Traveling to Find Your Roots is a great article up today at the New York Times on heritage travel inspired by personal genealogy research.  Traveling to Find Your Roots By 

Tourism offices and governments have caught on to the interest in heritage travel. Ireland is now  organizing gatherings (thegatheringireland.com) for people with Irish backgrounds. And after a successful run in 2009, Scotland is planning a Year of Homecoming in 2014 (visitscotland.com), inviting all those with Scottish roots to explore and celebrate their ancestry.

People setting out to find their roots are often motivated by a desire for personal connection, said Megan Smolenyak, a genealogist who, in conjunction with Hagers Journeys (Hagersjourneys.com), will research and create ancestry adventures. “We’ve become this mobile churning society and there’s a hunger for this belonging,” she said. “Whether I go to the Ukraine or Slovakia, I get treated like family because of my name.”

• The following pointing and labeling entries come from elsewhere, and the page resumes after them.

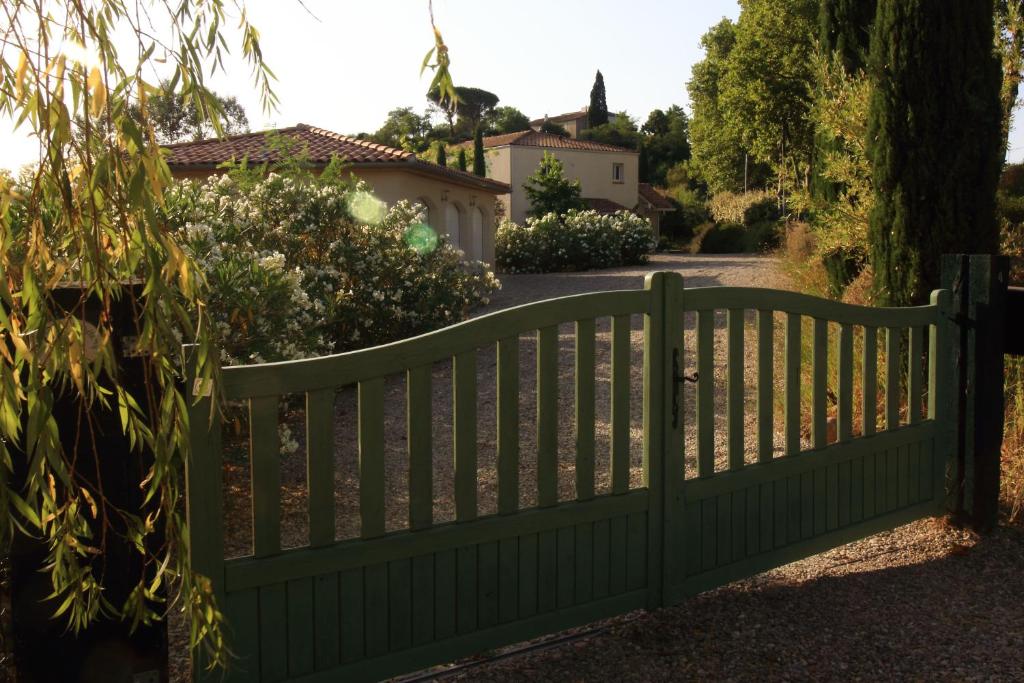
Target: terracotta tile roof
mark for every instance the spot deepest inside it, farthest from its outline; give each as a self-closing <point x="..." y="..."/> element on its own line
<point x="601" y="205"/>
<point x="321" y="146"/>
<point x="654" y="198"/>
<point x="532" y="138"/>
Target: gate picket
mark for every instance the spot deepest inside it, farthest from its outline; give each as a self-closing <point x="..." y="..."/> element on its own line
<point x="388" y="602"/>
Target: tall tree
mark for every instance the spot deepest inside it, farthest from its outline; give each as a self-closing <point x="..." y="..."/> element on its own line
<point x="720" y="156"/>
<point x="479" y="162"/>
<point x="549" y="190"/>
<point x="933" y="140"/>
<point x="597" y="113"/>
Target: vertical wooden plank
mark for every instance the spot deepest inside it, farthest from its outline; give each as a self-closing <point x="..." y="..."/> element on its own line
<point x="547" y="416"/>
<point x="376" y="615"/>
<point x="621" y="403"/>
<point x="585" y="410"/>
<point x="300" y="627"/>
<point x="566" y="566"/>
<point x="869" y="374"/>
<point x="832" y="497"/>
<point x="584" y="562"/>
<point x="636" y="570"/>
<point x="547" y="574"/>
<point x="399" y="594"/>
<point x="892" y="378"/>
<point x="371" y="445"/>
<point x="264" y="452"/>
<point x="273" y="632"/>
<point x="915" y="391"/>
<point x="508" y="580"/>
<point x="423" y="599"/>
<point x="326" y="621"/>
<point x="528" y="571"/>
<point x="508" y="425"/>
<point x="320" y="465"/>
<point x="602" y="558"/>
<point x="619" y="529"/>
<point x="466" y="593"/>
<point x="792" y="384"/>
<point x="706" y="393"/>
<point x="844" y="419"/>
<point x="819" y="384"/>
<point x="444" y="594"/>
<point x="464" y="419"/>
<point x="709" y="535"/>
<point x="487" y="582"/>
<point x="419" y="437"/>
<point x="766" y="379"/>
<point x="734" y="388"/>
<point x="351" y="607"/>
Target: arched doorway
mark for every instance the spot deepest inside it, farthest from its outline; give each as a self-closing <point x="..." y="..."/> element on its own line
<point x="452" y="219"/>
<point x="476" y="233"/>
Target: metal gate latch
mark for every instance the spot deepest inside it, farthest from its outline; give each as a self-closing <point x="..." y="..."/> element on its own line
<point x="677" y="381"/>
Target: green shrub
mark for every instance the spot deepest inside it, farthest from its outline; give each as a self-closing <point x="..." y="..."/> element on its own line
<point x="300" y="266"/>
<point x="576" y="241"/>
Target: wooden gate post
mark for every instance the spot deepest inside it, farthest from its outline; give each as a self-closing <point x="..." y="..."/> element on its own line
<point x="978" y="283"/>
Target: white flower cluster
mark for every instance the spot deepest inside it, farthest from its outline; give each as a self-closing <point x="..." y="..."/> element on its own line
<point x="574" y="241"/>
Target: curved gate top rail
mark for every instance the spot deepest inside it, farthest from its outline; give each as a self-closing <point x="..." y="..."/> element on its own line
<point x="392" y="601"/>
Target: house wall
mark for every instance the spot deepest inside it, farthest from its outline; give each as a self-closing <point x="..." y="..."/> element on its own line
<point x="593" y="169"/>
<point x="475" y="232"/>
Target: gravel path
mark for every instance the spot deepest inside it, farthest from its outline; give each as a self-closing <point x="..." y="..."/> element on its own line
<point x="922" y="602"/>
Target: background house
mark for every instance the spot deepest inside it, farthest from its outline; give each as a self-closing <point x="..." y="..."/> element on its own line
<point x="459" y="204"/>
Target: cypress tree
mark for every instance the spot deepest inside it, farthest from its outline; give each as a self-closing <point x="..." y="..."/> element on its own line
<point x="933" y="140"/>
<point x="479" y="167"/>
<point x="597" y="114"/>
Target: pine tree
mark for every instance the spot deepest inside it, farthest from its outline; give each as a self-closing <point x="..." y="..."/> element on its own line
<point x="479" y="166"/>
<point x="597" y="114"/>
<point x="933" y="140"/>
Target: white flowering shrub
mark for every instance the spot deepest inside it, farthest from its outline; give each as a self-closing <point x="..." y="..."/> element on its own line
<point x="300" y="266"/>
<point x="574" y="241"/>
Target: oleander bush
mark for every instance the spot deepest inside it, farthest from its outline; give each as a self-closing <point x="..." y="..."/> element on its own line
<point x="299" y="265"/>
<point x="573" y="241"/>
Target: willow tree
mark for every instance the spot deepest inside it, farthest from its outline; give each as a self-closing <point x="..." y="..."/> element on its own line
<point x="933" y="139"/>
<point x="89" y="213"/>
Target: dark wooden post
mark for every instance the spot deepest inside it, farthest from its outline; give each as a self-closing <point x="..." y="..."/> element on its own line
<point x="978" y="283"/>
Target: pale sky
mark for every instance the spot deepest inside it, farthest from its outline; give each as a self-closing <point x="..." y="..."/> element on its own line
<point x="345" y="68"/>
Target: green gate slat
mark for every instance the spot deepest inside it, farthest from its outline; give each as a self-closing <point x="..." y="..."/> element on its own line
<point x="621" y="350"/>
<point x="300" y="627"/>
<point x="819" y="384"/>
<point x="265" y="465"/>
<point x="585" y="409"/>
<point x="419" y="437"/>
<point x="547" y="416"/>
<point x="869" y="373"/>
<point x="706" y="393"/>
<point x="464" y="428"/>
<point x="793" y="333"/>
<point x="766" y="379"/>
<point x="371" y="445"/>
<point x="508" y="425"/>
<point x="892" y="377"/>
<point x="915" y="392"/>
<point x="844" y="415"/>
<point x="734" y="388"/>
<point x="320" y="465"/>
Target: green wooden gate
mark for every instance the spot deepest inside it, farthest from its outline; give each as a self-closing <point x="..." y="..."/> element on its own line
<point x="389" y="602"/>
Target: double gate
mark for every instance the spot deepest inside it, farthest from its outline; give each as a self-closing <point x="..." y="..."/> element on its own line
<point x="393" y="601"/>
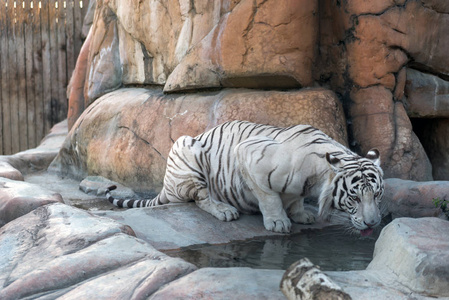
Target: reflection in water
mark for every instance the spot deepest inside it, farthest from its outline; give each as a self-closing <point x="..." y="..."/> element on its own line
<point x="330" y="248"/>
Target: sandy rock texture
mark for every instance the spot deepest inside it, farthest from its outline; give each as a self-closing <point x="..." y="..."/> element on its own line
<point x="378" y="42"/>
<point x="406" y="198"/>
<point x="58" y="250"/>
<point x="126" y="135"/>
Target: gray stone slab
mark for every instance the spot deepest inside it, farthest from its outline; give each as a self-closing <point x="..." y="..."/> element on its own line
<point x="59" y="250"/>
<point x="225" y="283"/>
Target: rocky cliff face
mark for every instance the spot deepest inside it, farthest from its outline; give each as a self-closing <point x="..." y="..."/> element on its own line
<point x="385" y="60"/>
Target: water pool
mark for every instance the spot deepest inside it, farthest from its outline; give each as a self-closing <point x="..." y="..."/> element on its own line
<point x="331" y="248"/>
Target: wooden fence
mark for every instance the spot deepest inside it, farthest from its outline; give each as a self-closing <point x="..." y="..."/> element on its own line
<point x="39" y="44"/>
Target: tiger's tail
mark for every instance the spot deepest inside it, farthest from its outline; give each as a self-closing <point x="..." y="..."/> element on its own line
<point x="160" y="199"/>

If you’re interested in making such a trip, you’ll need to gather as much information as possible. “Start with what you know, and that’s you,” said Diana McCain, head of the research center at the Connecticut Historical Society. She suggested noting dates — birth, marriage and, in some instances, death — for you, your parents and close relatives, as well as searching your attic for newspaper clippings, obituaries and diplomas. Glean as much information as possible from living relatives. Ask them to relate old family stories, and if they know of any distant relatives who may still live in your family’s native country.

I don’t think I’m ever going to be like a celebrity on WDYTYA, who finds out she’s from Austria and arrives in Vienna ten minutes later. But I am on a mission to get to all of my European ancestral places. So far, I’ve been to my great-grandmother’s place in Ringebu and my great-grandfather’s place in Eiker, both in Norway. Scotland is next!